Both Belkins donated their time, talents and financial resources to various nonprofits in the Cleveland arts community. They were instrumental in bringing the Rock & Roll Hall of Fame, then the inductions, to the city, according to Rock Hall president and CEO Greg Harris.
“For the music businesspeople that were looking for a home for the Rock & Roll Hall of Fame, it was incredibly meaningful that somebody they’d been doing business with for decades and was very successful was advocating for Cleveland,” he says.

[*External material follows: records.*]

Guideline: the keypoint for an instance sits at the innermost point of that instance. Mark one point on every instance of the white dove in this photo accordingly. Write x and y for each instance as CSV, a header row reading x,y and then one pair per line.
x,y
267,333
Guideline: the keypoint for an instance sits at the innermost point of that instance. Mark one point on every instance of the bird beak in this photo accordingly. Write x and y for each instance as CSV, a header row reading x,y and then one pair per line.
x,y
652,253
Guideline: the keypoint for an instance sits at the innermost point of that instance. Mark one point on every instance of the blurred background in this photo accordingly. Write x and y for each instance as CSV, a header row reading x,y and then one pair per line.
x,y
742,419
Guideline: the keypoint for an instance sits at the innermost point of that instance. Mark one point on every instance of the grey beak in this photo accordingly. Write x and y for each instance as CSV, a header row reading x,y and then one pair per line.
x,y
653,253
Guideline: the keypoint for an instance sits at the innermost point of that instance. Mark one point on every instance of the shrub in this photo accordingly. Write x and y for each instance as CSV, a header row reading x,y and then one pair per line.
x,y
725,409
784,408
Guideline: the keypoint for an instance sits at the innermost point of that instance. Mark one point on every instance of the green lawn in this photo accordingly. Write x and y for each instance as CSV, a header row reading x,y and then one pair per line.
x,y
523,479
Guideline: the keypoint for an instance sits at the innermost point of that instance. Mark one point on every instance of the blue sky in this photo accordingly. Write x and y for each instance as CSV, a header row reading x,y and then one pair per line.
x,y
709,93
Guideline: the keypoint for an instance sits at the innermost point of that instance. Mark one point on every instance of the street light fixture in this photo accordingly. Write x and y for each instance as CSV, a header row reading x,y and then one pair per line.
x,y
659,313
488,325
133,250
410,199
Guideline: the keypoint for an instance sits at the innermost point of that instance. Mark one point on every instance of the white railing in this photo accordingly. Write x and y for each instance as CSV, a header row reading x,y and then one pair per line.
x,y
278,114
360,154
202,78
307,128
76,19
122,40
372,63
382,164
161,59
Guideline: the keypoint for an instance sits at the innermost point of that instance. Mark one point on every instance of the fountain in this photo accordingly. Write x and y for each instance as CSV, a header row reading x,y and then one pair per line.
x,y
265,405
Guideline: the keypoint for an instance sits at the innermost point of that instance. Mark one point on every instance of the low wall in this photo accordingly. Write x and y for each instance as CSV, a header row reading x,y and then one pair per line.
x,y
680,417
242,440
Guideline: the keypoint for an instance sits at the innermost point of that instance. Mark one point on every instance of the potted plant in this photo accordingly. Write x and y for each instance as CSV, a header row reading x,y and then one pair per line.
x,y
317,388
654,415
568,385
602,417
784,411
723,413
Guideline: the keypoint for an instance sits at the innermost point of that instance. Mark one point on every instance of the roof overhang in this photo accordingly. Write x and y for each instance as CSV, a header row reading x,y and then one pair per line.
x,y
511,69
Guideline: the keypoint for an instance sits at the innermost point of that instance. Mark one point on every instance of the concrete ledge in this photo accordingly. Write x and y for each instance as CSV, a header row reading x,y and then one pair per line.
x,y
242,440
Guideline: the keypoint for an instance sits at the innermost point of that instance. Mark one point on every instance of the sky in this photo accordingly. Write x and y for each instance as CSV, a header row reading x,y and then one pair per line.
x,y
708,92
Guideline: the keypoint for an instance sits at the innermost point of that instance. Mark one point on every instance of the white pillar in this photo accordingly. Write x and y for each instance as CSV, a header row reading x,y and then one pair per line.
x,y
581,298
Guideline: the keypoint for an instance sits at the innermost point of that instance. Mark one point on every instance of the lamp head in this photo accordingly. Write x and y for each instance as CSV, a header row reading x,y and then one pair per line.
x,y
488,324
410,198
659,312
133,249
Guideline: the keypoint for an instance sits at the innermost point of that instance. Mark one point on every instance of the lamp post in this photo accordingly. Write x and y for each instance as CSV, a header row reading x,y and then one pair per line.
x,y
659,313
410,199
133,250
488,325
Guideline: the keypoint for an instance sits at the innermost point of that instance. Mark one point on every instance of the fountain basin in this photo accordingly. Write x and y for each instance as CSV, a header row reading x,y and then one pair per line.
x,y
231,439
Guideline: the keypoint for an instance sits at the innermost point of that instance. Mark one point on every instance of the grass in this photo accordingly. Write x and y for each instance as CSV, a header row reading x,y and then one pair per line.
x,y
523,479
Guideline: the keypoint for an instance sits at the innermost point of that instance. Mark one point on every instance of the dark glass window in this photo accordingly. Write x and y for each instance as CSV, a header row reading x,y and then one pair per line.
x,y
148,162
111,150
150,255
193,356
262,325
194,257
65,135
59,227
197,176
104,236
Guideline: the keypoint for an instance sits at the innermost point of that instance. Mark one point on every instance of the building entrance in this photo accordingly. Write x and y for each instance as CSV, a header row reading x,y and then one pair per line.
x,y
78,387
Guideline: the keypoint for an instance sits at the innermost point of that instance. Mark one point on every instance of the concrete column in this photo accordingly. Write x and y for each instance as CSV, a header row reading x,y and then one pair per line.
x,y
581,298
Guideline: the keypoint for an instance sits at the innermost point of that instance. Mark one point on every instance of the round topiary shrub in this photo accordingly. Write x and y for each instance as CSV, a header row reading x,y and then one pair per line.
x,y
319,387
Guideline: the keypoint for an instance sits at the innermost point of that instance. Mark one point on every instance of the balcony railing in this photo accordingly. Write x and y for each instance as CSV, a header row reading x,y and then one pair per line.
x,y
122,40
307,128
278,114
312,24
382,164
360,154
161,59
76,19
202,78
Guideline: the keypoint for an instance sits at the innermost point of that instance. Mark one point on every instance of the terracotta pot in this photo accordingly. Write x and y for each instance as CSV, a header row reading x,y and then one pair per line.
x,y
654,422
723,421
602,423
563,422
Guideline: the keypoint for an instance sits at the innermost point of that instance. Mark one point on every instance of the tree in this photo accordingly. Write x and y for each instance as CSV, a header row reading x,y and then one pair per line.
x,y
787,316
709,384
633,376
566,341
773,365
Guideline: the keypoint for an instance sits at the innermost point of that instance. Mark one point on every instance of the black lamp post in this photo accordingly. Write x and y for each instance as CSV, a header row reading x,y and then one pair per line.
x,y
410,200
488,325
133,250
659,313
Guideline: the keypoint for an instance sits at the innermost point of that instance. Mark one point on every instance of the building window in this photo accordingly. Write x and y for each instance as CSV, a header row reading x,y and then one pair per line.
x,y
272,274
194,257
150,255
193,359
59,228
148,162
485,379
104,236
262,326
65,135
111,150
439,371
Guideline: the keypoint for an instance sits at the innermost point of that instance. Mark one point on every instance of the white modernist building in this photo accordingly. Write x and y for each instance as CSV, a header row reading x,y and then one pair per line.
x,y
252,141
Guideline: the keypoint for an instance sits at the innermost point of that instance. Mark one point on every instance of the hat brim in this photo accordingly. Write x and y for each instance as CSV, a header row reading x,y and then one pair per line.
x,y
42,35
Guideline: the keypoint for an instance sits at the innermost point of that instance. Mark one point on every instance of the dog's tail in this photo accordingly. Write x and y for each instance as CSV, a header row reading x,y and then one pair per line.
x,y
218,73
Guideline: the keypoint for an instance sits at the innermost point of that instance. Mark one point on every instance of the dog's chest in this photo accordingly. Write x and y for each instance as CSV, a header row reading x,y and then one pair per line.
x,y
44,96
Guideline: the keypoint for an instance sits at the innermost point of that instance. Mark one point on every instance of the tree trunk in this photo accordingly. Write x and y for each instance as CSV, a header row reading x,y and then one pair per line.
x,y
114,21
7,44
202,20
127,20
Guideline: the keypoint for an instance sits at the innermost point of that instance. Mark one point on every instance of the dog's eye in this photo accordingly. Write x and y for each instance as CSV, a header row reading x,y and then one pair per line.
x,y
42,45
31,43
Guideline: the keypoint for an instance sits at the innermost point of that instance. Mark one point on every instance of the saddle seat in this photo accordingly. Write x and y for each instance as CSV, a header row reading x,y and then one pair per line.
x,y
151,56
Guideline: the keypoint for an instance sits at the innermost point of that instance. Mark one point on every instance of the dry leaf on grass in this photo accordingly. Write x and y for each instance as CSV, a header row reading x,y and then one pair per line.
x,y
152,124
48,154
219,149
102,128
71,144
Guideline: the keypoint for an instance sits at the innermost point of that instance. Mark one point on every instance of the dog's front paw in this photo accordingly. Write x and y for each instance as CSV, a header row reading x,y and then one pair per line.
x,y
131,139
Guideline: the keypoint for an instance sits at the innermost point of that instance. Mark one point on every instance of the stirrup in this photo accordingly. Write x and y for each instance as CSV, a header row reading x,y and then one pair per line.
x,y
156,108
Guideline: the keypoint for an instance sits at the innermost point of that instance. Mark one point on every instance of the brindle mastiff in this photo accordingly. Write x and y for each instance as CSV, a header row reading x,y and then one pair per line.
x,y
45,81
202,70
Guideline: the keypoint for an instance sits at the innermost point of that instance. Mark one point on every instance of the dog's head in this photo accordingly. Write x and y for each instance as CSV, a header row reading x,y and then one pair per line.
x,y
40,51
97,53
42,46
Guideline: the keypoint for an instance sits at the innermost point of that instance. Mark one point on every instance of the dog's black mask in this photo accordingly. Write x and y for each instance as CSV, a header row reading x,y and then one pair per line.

Jules still serves on the Rock Hall board of trustees as well as the advisory committee of the Tri-C JazzFest and the board of directors of the Cleveland International Film Festival, an organization he once led as president. As a trustee emeritus of the Jewish Federation of Cleveland, he sits on the development and security committees, the latter of which he once chaired. He and wife Fran also are supporters of the fledgling BorderLight Festival.
According to Mike’s wife Annie, Mike was an avid collector of contemporary glass who gave works from his collection to various museums — he donated funds to build a wing at the Akron Museum of Art to house his gift of 80-plus pieces by artist Paul Stankard. They were longtime supporters of the Cleveland Museum of Art and the Cleveland Metroparks Zoo, where they helped raise funds to build a new gorilla habitat.
Jules and Mike sold Belkin Productions to Clear Channel Communications in 2001. (Clear Channel Communications spun off as Live Nation in 2005.) Jules notes that a lot of independent promoters around the country were selling out, and he was thinking about retiring. “The business was changing — it’s no longer a mom-and-pop type of industry,” Michael observes. “Big dollars, high risk.” Mike continued his involvement in special events such as the rib cook-off and maintained working relationships with Michael Stanley and Donnie Iris.
“He never wanted to retire; he viewed it as the equivalent of quitting,” Michael says of his father, who died in 2019.
Jules didn’t completely realize the importance of the company they’d built, or how much the shows they brought to town meant to the people who attended them, until he was no longer working. He always was backstage “settling shows, taking care of business.”
“Once I retired and had the opportunity to sit out in the audience and feel that vibrancy, feel that excitement, I kind of appreciated then what we were doing,” he says. “It never occurred to us that there was that kind of feeling out there.”